Indeed, lenders have already raised rates on equity release mortgages, “which are something of a market weathervane as they often involve very long-term loans”. The lowest rates on these products have jumped from 2.4% a few weeks ago to 2.8%. “There’s no need to panic” – rates were much higher pre-Covid, at 3.5% or more. But it may pay to start thinking about a new deal.
Over the past decade, equity release products, which allow the over-55s “to tap into the value of their home”, have boomed, said George Nixon in The Times.

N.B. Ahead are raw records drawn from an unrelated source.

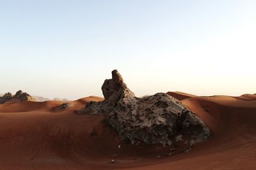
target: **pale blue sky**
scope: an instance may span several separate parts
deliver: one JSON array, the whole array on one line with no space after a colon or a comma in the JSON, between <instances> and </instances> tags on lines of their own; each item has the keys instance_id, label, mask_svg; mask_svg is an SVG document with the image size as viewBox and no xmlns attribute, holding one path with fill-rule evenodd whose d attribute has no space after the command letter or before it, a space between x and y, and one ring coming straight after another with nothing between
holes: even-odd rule
<instances>
[{"instance_id":1,"label":"pale blue sky","mask_svg":"<svg viewBox=\"0 0 256 170\"><path fill-rule=\"evenodd\" d=\"M256 1L0 0L0 93L256 93Z\"/></svg>"}]
</instances>

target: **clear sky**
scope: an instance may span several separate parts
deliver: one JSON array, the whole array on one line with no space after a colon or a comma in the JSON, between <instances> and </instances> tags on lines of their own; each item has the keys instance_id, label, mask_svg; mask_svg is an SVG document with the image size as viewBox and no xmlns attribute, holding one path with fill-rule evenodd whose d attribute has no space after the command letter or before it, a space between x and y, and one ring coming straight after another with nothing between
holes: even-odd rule
<instances>
[{"instance_id":1,"label":"clear sky","mask_svg":"<svg viewBox=\"0 0 256 170\"><path fill-rule=\"evenodd\" d=\"M256 93L256 1L0 0L0 93Z\"/></svg>"}]
</instances>

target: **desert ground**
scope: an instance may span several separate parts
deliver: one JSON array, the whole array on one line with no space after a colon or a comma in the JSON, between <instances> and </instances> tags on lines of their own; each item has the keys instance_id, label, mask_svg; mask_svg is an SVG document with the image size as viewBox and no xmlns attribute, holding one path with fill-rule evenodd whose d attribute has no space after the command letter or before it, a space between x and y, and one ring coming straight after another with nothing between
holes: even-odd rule
<instances>
[{"instance_id":1,"label":"desert ground","mask_svg":"<svg viewBox=\"0 0 256 170\"><path fill-rule=\"evenodd\" d=\"M0 169L255 169L256 95L198 97L168 92L196 113L212 136L188 153L119 139L103 115L78 113L90 96L71 101L0 104ZM115 163L109 163L111 160Z\"/></svg>"}]
</instances>

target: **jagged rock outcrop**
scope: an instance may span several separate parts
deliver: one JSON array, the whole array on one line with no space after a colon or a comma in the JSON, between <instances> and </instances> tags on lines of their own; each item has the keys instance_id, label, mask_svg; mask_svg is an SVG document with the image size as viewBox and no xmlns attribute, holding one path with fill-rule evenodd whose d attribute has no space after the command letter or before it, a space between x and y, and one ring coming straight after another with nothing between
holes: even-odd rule
<instances>
[{"instance_id":1,"label":"jagged rock outcrop","mask_svg":"<svg viewBox=\"0 0 256 170\"><path fill-rule=\"evenodd\" d=\"M136 97L116 70L102 90L105 101L91 102L81 111L105 114L124 140L170 145L184 136L193 145L211 135L203 120L174 97L164 93Z\"/></svg>"},{"instance_id":2,"label":"jagged rock outcrop","mask_svg":"<svg viewBox=\"0 0 256 170\"><path fill-rule=\"evenodd\" d=\"M3 97L0 97L0 104L3 104L11 100L17 99L20 101L35 101L35 99L28 94L19 90L15 95L13 96L10 92L6 93Z\"/></svg>"},{"instance_id":3,"label":"jagged rock outcrop","mask_svg":"<svg viewBox=\"0 0 256 170\"><path fill-rule=\"evenodd\" d=\"M67 108L71 107L71 103L62 103L61 105L54 107L53 110L54 111L57 111L57 110L64 110L66 109Z\"/></svg>"}]
</instances>

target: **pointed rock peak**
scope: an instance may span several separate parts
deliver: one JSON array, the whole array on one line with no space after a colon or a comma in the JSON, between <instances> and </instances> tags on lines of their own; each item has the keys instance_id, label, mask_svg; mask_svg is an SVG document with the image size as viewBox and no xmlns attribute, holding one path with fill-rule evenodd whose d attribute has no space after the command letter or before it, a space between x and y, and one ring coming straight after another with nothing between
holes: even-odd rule
<instances>
[{"instance_id":1,"label":"pointed rock peak","mask_svg":"<svg viewBox=\"0 0 256 170\"><path fill-rule=\"evenodd\" d=\"M112 79L105 80L101 89L105 99L113 103L121 97L134 97L134 94L124 83L123 78L116 69L112 71Z\"/></svg>"}]
</instances>

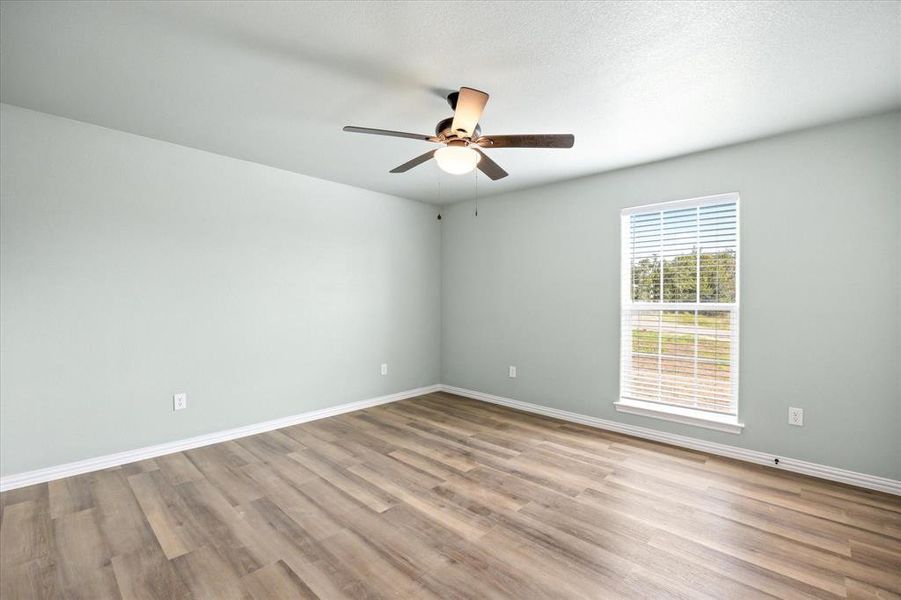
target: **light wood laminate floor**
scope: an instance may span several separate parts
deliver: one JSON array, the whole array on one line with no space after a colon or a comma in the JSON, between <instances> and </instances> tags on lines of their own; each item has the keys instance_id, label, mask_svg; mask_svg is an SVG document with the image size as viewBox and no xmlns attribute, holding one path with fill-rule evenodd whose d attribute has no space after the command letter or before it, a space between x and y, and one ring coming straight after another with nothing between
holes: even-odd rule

There are currently 812 loans available, with an average rate of 4.17%. “Most homeowners choose a lifetime mortgage, either taking one large lump sum or releasing money in stages.” The interest is typically added to the debt and repaid when the borrower dies or the house is sold. These schemes can vastly improve people’s quality of life. The catch is that higher rates “make a huge difference” to the amount eventually repaid. A £200,000 loan at 6.82% (the going rate in 2011) would nearly double to £394,802 after ten years – leaving many heirs with a nasty surprise.
Unlike “normal mortgages”, there’s “no fixed-rate period that expires” in home-release schemes. But you can still shop around for a better deal. The big caveat is “steep early repayment charges” (ERCs). It’s crucial to “run a calculation to establish how long it will take to reach break-even point”, says financial adviser Abigail Banks of Private Office. “Sometimes the difference in rates does not outweigh the charges.” Borrowers are required under FCA rules to take financial advice before taking out an equity release loan. It’s a good idea to have “a frank conversation” with the family too.